SC: What would life look like under a partnership system?
RE: It looks very different. The first thing we would see is far, far more investment in caring for people starting in early childhood. That is really essential, along with sound family planning. Notice that the Nordic nations have invested in this. That’s one of the reasons that although they were very poor at the start of the century, today they’re very prosperous. It has to go along with family planning, and that in turn goes along with raising the status of women with more equality. Women in the Nordic world are about forty percent of the national legislature.
It’s a society where women and men share more. So both women and men are more able to realize their full potentials in both the household economy and the market economy, but there’s much more investment in the front end rather than the back end.
SC: How would this affect our relationship with nature?
RE: Completely. Today, the thinking is that we can mess up nature and somebody is going to come and pick up the pieces. It’s ridiculous. Remember, we now have economic thinking that is full spectrum, that includes the natural economy, the household economy and the volunteer economy and they’re all included in measures of what is productive.
SC: You mentioned that legislating changes in the nature of corporations could possibly offset a lot of the damage that’s being done.
RE: Absolutely. The corporation doesn’t have to be irresponsible and uncaring if we have the right rules. The argument is that we can’t regulate because it will inhibit innovation. Look at these “innovative” credit swaps, not to mention outright stealing, very “innovatively.” It doesn’t work that way. You either have caring values, and then innovation becomes creativity, and beneficial and exciting or you have uncaring values. As long as caring and caregiving are devalued, it’s not realistic to expect more caring policies and practices. We’re talking about systems dynamics, about connecting the dots, and that’s what my work’s about.
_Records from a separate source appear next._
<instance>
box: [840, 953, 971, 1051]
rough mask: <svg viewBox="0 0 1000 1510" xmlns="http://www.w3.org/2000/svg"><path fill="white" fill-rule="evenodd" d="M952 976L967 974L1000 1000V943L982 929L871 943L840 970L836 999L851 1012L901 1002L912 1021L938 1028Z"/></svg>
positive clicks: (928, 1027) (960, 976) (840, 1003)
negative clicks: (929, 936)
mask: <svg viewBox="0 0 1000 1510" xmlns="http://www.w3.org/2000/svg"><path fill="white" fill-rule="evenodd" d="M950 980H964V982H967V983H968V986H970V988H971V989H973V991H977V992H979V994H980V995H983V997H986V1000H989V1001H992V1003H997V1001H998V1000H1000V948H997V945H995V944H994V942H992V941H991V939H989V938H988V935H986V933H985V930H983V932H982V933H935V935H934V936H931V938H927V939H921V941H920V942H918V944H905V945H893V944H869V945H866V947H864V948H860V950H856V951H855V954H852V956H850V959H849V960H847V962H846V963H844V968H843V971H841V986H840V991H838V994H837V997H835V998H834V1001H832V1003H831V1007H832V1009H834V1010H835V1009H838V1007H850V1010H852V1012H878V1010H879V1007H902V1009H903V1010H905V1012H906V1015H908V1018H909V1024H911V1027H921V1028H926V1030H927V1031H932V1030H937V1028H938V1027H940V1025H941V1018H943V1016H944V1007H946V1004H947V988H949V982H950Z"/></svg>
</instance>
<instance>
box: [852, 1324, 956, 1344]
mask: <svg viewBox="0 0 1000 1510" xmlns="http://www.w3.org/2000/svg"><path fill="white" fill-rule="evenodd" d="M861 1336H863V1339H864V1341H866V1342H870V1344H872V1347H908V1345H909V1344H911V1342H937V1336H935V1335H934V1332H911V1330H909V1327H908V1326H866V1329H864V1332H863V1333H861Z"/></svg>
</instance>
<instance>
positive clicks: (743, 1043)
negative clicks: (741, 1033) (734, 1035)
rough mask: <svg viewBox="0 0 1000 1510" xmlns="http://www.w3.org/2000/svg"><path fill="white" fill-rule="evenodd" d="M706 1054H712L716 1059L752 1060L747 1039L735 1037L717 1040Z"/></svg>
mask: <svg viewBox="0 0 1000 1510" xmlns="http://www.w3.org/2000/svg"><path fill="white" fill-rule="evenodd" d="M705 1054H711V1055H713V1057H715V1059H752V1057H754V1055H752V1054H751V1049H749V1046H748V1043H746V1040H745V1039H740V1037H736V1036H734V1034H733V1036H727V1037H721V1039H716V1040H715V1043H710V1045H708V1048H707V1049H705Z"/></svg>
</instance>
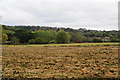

SC: What can we as individuals do?
RE: The first thing is changing consciousness. If we begin to understand some of what we’ve been talking about, we can act on it. One of the main devices for doing this is changing the conversation, not only the internal conversation, but the conversation we have about economics with our friends, with our colleagues, with our policy makers. Start talking about caring economics, about the real wealth of nations being the contributions of people and our natural environment. Therefore we need what we haven’t had, investment in caring for people starting in early childhood and caring for nature. This is more effective.
Lobby for better childcare. Talk to your PTA people and see how they can really influence the government to change its priorities so that they don’t cut the important things. Also, state grants are really needed right now from the federal government out of this job creation program to raise the pay of childcare workers, to educate people for elder care. One of the first acts of the new President of Chile, Michelle Bachelet, when she took office was stipends and training for poor caregivers. It can all be done.
You asked me what it would look like. It looks healthy, it looks fulfilled, it looks meaningful, it looks exciting, it looks creative. It looks adventurous in the sense of exploring new horizons for us as human beings and actualizing our enormous capacities for caring, for creativity and for consciousness.